The spatial patterns of precipitation, PET, and drought indices simulated by these eight models over the reference and future periods are discussed in the next section. In the following section, we present the MMM statistics obtained from the data outputs of these top eight models to evaluate the future hydroclimatic and drought changes over the AP.

Fig. 1
figure 1

Performance of CMIP6-GCMs for the period 1985–2014 over the AP in replicating various observational climate statistics for area-averaged precipitation and temperature.

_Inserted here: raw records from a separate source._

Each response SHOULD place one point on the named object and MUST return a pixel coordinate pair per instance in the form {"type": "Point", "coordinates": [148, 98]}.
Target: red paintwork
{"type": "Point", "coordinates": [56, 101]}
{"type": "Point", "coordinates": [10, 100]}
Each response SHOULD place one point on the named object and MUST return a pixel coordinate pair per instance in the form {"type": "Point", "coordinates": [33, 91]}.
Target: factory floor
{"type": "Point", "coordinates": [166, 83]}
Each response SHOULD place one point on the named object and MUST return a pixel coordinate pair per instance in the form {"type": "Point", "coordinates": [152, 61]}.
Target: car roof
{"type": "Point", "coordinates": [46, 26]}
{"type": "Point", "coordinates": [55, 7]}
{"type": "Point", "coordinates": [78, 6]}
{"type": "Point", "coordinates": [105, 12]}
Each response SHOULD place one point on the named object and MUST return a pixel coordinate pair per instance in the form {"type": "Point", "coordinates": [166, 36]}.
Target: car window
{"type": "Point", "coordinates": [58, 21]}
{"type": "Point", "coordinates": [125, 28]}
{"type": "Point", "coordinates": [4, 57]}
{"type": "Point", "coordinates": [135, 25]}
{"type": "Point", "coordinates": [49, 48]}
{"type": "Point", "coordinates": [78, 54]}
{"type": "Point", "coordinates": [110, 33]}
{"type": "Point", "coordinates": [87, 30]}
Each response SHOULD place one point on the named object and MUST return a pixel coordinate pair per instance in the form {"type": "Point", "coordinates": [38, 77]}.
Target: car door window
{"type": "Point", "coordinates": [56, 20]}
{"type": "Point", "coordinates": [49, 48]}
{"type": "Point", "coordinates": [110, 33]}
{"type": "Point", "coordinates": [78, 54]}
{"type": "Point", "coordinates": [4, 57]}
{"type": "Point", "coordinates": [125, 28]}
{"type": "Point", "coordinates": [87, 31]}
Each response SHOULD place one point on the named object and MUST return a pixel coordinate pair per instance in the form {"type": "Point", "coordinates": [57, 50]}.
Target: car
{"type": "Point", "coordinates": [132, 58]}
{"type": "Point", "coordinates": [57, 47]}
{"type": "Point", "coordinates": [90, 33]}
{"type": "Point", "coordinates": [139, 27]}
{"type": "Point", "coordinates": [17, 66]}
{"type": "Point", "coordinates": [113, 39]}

Observed hydroclimatic patterns

Figure 2 shows the spatial distributions of the mean annual precipitation and PET across the AP from the MSWX and the MMM, and their biases over the reference period 1985–2014. The MSWX observations (Fig. 2a) indicate that the southwestern coastal region west of the Asir Mountains receives the highest precipitation in the AP, while the Empty Quarter region receives minimal to no precipitation, which is in line with earlier observational studies16. The MMM reproduces these distributions well qualitatively (Fig. 2a and b). The precipitation in the MMM reveals a remarkable concurrence with observations, as evidenced by the minimal absolute biases (± 0.1 mm/day) over the significant Southwest and Northern regions (Fig. 2c). Due to the low precipitation, actual biases are quite low, however, the bias exceeds ± 100% when shown as a percentage difference (see Supplementary Fig. S2). We also compared MSWX precipitation with station’s data for the period 1991–2020 and found that MSWX well aligns with observations (see Supplementary Fig. S3). The higher rainfall in the northern peninsula region is primarily due to transient winter activities, which are not well represented by the low-resolution GCMs, leading to MSWX’s overestimation of precipitation. The pattern correlation between MSWX and MMM of precipitation is 0.77, which is highly significant at a 99% confidence level.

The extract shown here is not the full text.